The MPI has some drawbacks, due mainly to data constraints. First, the indicators include both outputs (such as years of schooling) and inputs (such as cooking fuel) as well as one stock indicator (child mortality, which could reflect a death that was five years ago), because flow data are not available for all dimensions. Second, the health data are relatively weak and overlook some groups’ deprivations especially for nutrition, though the patterns that emerge are plausible and familiar. Third, in some cases careful judgments are needed to address missing data. But to be considered multidimensionally poor, households must be deprived in at least six standard of living indicators or in three standard of living indicators and one health or education indicator. This requirement makes the MPI less sensitive to minor inaccuracies.
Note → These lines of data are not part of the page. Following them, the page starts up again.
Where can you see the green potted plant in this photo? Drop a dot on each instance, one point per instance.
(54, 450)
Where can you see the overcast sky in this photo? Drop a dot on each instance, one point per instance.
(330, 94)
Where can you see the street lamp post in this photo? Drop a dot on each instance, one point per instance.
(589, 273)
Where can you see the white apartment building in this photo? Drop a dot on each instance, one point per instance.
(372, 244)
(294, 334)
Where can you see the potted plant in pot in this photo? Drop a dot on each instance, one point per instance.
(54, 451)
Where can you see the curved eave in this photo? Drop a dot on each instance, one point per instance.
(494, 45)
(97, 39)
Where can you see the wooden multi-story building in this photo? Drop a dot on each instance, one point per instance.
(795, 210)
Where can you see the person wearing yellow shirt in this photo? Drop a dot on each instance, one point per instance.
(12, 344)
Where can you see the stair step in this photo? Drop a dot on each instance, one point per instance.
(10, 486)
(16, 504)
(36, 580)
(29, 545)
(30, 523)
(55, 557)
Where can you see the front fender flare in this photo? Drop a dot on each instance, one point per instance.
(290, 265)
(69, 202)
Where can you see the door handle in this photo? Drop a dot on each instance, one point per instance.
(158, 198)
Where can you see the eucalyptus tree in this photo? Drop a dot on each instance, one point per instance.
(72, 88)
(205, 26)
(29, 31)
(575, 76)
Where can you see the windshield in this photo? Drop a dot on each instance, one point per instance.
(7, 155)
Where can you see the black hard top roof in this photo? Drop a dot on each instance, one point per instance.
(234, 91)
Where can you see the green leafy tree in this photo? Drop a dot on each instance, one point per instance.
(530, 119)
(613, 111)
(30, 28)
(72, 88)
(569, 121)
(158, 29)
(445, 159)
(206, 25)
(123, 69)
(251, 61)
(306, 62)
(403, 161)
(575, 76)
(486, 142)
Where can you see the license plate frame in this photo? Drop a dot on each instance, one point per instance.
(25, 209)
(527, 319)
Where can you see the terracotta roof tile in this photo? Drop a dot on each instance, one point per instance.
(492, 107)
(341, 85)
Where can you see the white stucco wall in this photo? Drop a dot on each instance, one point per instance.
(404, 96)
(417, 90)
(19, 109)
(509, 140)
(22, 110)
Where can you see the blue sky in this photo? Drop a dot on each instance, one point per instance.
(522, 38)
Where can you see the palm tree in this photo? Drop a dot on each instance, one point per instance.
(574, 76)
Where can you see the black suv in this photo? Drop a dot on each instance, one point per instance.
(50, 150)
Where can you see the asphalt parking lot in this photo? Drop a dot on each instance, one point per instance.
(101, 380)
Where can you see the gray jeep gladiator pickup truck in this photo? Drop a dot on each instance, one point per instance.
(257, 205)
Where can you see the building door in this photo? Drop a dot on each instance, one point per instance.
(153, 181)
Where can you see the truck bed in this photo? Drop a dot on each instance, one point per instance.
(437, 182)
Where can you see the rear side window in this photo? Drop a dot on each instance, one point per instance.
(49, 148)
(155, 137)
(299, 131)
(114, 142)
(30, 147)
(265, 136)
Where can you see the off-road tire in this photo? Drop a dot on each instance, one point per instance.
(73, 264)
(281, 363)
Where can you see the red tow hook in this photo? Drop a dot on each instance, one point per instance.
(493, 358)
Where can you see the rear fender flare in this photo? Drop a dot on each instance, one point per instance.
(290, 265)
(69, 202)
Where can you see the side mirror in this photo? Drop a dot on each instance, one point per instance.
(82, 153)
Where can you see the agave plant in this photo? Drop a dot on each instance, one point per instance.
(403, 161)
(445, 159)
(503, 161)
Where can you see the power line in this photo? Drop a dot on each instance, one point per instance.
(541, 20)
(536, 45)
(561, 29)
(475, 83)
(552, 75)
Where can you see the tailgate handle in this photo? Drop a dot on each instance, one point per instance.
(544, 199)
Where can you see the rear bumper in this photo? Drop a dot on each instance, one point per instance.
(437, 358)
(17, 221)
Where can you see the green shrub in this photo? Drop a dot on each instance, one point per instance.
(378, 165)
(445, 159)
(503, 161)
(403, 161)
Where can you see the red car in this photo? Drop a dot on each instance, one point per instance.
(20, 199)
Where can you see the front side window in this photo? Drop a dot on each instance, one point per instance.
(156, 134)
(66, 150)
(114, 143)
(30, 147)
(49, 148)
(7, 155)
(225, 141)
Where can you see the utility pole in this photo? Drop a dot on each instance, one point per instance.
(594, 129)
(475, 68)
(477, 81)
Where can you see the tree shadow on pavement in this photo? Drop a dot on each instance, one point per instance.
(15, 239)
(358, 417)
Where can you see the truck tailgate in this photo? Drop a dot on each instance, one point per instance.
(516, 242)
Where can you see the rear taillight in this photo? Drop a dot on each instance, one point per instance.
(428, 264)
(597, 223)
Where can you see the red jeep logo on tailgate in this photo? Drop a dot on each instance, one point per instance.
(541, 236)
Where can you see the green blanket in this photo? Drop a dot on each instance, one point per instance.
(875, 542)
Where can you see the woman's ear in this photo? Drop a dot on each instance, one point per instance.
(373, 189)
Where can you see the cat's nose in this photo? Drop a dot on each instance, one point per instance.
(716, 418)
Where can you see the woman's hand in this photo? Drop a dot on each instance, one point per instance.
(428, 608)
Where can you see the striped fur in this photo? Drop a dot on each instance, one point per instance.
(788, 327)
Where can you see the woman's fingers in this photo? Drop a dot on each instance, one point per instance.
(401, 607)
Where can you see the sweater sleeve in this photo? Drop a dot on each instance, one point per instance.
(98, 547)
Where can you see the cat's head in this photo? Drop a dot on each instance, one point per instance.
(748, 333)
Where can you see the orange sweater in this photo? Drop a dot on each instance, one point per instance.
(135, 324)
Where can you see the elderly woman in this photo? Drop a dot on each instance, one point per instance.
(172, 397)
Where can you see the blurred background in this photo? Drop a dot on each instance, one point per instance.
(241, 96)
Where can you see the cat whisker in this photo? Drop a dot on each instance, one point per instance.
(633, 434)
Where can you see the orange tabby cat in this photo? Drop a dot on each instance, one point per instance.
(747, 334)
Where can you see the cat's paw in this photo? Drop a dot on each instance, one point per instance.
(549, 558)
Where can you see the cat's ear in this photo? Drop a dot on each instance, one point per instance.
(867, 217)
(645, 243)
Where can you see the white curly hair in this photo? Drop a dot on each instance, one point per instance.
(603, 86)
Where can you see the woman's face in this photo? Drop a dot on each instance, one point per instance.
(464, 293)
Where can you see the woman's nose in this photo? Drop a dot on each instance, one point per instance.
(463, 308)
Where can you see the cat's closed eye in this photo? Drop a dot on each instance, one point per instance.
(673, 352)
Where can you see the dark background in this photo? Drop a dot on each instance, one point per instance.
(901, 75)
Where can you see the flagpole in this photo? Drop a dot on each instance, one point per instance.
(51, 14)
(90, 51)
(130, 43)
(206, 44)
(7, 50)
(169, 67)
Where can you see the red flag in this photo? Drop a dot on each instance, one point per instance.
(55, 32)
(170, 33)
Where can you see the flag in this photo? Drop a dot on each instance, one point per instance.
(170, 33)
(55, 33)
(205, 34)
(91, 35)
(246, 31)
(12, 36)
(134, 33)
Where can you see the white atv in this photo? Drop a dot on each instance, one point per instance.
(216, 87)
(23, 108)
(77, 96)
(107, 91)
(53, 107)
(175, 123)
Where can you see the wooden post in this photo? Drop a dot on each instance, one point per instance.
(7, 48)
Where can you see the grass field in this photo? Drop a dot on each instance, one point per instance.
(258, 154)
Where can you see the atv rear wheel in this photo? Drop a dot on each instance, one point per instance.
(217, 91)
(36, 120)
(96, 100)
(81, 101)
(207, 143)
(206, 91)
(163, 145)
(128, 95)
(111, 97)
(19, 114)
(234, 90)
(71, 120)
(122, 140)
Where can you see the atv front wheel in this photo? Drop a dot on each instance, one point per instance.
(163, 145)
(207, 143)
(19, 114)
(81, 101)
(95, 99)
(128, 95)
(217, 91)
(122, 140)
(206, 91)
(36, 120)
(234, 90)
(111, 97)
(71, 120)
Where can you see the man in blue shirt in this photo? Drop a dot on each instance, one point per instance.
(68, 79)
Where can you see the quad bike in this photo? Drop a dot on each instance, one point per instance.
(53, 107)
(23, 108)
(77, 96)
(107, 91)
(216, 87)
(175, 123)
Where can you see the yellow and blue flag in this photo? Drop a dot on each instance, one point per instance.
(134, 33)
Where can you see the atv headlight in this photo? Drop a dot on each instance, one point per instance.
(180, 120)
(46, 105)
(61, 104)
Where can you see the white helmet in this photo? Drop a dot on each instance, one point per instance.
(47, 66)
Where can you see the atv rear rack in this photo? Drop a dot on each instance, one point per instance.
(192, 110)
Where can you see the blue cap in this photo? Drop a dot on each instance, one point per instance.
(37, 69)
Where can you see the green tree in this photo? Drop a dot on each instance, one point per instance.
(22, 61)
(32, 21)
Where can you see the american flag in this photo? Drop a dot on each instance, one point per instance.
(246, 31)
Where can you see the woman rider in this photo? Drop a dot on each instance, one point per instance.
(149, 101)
Fourth, as is well known, intra-household inequalities may be severe, but these could not be reflected in the MPI. Instead we recommend separate analyses linked to the MPI that uncover gendered and intrahousehold patterns, for example of children. Fifth, while the MPI goes well beyond a headcount to include the intensity of poverty experienced, it does not measure inequality among the poor. Rather, OPHI reports a separate statistic showing individual and group-based inequalities. Finally, the estimates presented here are based on publicly available data and cover various years between 2007 and 2018, which limits direct cross-country comparability.

Why do you measure multidimensional poverty using these indicators? Why not indicators for empowerment or social exclusion as well?

To create the global MPI an initial list of dimensions and indicators was prepared following a long process of deliberations, which included consultations with experts and an open consultation. This list was then compared against available data for most countries included in the study, and we found that there were some data constraints. To build a meaningful index we are limited to data readily available in most surveys. For instance, the DHS surveys collect data on women’s empowerment for some countries, but not every DHS survey includes empowerment, and the other surveys do not have these data. Data on men’s empowerment or political freedom are missing.

Why does national data for the MPI date from so many different years? Is it unfair to compare countries if the statistics in one case are five years older than in another?

The 2019 MPI relies on the most recent and reliable data available since 2007. As in the case of all poverty measures including income and social statistics, surveys are taken in different years, and some countries do not have recent data. In order to facilitate clear analysis, the year of the survey is reported in the MPI tables. The difference in dates limits direct cross country comparisons, as circumstances may have improved, or deteriorated, in the intervening years. Naturally, this is a stimulus for country governments to collect up-to-date surveys that reflect recent progress. The SDGs’ focus on data should, we hope, give rise to more frequent data for MPI estimations.